La característica fundamental de la conciencia es su absoluto desplazamiento, la capacidad de moverse indefinidamente desde su posición pero al tiempo enajenándose; de aquí proviene su estructura paradójica, pues la conciencia es capaz de doblarse a sí misma sin dejar de ser conciencia; ahora bien, ese “dejar de ser” después del movimiento de desplazamiento compromete en realidad la concepción del ser anterior a ese desplazamiento.
Por ejemplo, en el caso del tiempo, el sentido es producido por la conciencia como movimiento sobre el instante. El presente queda, por otro lado, reducido a la negación continua de su propio movimiento. Mediante el movimiento existe el presente, y quizás esta sea la propia y paradójica ubicuidad de la conciencia. El horizonte temporal es semiesférico: el pasado y el futuro constituyen una esfera partida en la que los momentos del futuro absoluto y el pasado absoluto son inalcanzables, pero no por ello inexistentes: el futuro es continuamente reemplazado por el futuro, pues, aunque viaje hacia el pasado, su posición en cuanto futuro sigue permaneciendo. Siempre hay un último momento inalcanzable del futuro y del pasado, un tiempo de carácter regulativo que cierra los puntos siempre sustituibles del horizonte temporal.
Sabemos además que sin espectador no hay tiempo. La conciencia es en su esencia tiempo, y, por tanto, capacidad de movimiento hacia delante y hacia atrás. Quizás lo propio de la conciencia sea su auténtica no-coincidencia. Su igualación con el presente y el hecho de que éste consista en una continua autorrefutación lo testifican. Y sin embargo, precisamente por no tener un espacio propio, puede la conciencia otorgar sentido.

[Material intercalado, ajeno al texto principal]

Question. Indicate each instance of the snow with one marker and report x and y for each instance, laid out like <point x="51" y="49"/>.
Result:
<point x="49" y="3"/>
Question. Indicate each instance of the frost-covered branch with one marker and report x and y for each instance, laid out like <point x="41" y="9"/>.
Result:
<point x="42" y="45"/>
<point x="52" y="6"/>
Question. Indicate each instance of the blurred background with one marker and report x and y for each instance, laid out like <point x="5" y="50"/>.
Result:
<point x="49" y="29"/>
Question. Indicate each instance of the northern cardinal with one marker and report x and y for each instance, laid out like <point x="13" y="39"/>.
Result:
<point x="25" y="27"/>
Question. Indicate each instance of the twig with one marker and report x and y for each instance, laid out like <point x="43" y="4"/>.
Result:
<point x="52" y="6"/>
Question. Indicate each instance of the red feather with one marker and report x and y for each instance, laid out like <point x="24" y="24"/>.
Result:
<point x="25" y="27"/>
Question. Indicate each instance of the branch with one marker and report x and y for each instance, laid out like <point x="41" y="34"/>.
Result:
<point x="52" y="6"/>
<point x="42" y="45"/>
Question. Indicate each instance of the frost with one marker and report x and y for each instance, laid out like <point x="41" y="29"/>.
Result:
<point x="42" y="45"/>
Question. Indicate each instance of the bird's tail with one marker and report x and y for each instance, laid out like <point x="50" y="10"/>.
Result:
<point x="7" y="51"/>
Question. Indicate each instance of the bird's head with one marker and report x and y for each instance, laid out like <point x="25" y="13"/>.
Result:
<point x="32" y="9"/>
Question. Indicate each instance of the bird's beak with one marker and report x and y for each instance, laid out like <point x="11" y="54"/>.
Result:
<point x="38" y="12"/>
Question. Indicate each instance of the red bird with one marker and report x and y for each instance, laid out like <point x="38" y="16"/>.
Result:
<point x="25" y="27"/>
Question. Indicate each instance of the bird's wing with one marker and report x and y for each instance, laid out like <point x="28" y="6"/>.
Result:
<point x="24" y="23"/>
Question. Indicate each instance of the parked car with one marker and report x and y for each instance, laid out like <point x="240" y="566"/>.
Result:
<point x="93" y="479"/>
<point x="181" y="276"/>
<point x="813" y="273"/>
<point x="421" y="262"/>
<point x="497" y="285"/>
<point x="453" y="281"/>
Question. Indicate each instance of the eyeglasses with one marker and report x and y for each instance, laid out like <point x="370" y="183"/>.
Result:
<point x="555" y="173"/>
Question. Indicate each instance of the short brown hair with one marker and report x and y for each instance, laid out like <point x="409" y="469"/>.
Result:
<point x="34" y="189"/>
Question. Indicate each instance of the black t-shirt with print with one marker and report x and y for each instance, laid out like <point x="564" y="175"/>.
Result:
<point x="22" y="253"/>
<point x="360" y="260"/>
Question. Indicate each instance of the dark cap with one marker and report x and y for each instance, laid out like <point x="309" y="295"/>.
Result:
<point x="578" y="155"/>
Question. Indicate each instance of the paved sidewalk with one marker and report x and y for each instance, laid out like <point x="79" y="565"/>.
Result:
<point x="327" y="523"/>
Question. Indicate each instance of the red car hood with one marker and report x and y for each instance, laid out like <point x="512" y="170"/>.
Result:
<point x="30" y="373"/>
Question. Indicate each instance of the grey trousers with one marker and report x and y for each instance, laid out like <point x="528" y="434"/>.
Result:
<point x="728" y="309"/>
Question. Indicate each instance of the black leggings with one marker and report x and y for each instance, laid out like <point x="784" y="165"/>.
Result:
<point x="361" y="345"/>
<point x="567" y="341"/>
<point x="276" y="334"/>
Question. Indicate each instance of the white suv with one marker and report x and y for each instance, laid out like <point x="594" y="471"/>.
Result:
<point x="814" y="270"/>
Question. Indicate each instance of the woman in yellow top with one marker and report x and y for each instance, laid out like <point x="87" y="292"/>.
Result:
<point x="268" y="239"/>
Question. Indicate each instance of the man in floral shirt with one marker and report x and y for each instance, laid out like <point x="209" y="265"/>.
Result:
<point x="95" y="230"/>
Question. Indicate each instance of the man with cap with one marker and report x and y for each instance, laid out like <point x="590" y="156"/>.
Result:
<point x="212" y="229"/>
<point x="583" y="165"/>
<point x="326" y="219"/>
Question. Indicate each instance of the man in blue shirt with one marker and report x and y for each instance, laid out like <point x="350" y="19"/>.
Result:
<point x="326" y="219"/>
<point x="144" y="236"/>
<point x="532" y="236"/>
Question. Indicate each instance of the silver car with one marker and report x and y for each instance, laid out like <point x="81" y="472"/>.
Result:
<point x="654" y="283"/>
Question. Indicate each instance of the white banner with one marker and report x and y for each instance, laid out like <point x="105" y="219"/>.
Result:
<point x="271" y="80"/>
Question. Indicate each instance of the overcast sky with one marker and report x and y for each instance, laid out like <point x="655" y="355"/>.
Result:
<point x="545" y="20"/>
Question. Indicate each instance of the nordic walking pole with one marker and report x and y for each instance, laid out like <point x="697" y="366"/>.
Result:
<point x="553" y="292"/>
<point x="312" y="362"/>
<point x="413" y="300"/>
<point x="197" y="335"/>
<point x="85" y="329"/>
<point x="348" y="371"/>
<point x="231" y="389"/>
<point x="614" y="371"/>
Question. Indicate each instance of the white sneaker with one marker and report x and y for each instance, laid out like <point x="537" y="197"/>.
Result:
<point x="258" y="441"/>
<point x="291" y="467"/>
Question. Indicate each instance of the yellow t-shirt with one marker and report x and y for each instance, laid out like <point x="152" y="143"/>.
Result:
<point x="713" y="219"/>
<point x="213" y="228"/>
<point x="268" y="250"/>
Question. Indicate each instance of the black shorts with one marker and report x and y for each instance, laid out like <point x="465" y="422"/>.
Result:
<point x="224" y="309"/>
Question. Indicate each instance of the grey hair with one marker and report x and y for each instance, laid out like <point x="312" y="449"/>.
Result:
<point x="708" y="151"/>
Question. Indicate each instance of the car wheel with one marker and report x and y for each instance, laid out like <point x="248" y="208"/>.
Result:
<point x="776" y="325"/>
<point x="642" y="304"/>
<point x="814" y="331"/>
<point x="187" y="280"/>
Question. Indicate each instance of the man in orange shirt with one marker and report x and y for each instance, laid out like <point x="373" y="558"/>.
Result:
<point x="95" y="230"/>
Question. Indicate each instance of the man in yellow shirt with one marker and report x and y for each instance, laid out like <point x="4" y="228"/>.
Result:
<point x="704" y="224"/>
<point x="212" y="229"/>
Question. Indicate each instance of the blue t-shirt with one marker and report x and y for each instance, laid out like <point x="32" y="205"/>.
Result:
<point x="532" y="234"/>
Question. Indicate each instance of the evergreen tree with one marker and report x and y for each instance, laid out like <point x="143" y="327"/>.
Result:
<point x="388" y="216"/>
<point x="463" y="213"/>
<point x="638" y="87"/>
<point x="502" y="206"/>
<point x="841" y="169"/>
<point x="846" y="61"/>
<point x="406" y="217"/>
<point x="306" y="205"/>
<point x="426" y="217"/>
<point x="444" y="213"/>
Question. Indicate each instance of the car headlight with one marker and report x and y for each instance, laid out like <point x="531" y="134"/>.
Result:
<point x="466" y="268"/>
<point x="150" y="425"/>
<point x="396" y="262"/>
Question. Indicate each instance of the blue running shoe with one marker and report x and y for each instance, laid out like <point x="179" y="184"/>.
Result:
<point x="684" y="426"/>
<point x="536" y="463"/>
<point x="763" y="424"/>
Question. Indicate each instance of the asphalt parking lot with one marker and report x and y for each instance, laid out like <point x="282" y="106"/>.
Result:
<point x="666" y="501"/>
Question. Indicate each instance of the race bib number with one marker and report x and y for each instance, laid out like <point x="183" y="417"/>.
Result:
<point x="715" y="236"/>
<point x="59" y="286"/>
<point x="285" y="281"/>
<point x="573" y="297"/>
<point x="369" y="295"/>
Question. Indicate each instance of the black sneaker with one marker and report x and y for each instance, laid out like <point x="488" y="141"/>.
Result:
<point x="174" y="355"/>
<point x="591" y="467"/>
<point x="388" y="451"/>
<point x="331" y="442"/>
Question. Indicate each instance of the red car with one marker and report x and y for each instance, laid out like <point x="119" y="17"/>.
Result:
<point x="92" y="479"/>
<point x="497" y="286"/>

Por lo tanto, lo propio de la conciencia es la movilidad en cuanto que alienación, enajenación. La conciencia propende o se extiende hacia el ser sin dejar de ser ella misma conciencia; con todo, desde aquí podemos preguntarnos el lugar desde el que hablamos y la posibilidad de una constitución del sentido.
Porque podría suceder que bajo las apariencias exteriores del lenguaje, bajo el discurso que se coloca en un plano que supera el movimiento de la conciencia o que incluso hace abstracción de él, en realidad esté hablando un puro sujeto, sin más, o, como mínimo, se mostraría la dificultad de saber quién o qué está hablando en ese discurso. Lo difícil en el discurso filosófico es precisamente averiguar si la cosa está hablándonos en efecto o se trata sólo de un efecto de la conciencia en su movimiento falsificador.
Ya que hay que decir que también pertenece a la conciencia esta capacidad de falsificarse, de eliminarse a sí misma, de ignorarse. De aquí puede proceder, por ejemplo, la alienación de un sujeto que se crea dueño de sus actos a través de una estructura anónima de Poder, o la creencia de un cristiano en que su pura oración es una mediación auténtica con el Creador. De ello no se libra el discurso filosófico, y es que en efecto es imposible. Tanto da hablar en nombre de la metafísica como en nombre de Dios, en cualquier caso se desconoce si ése es precisamente el estado de cosas supuesto.
Se puede argumentar, sin duda, que la conciencia no tiene tal alcance e incluso poner en duda sus capacidades. No obstante, en el discurso filosófico se origina ya la problemática del hablante, de quién es aquel que habla. Quiénes somos nosotros, una vez hemos difuminado el sujeto en el hilo lingüístico de la comunicación, una vez hemos desmontado la Historia a causa del miedo a contaminarnos de una ingenuidad pseudocientífica, esta pregunta sigue quedando en el aire y nos convulsiona como un problema que no se puede seguir obviando.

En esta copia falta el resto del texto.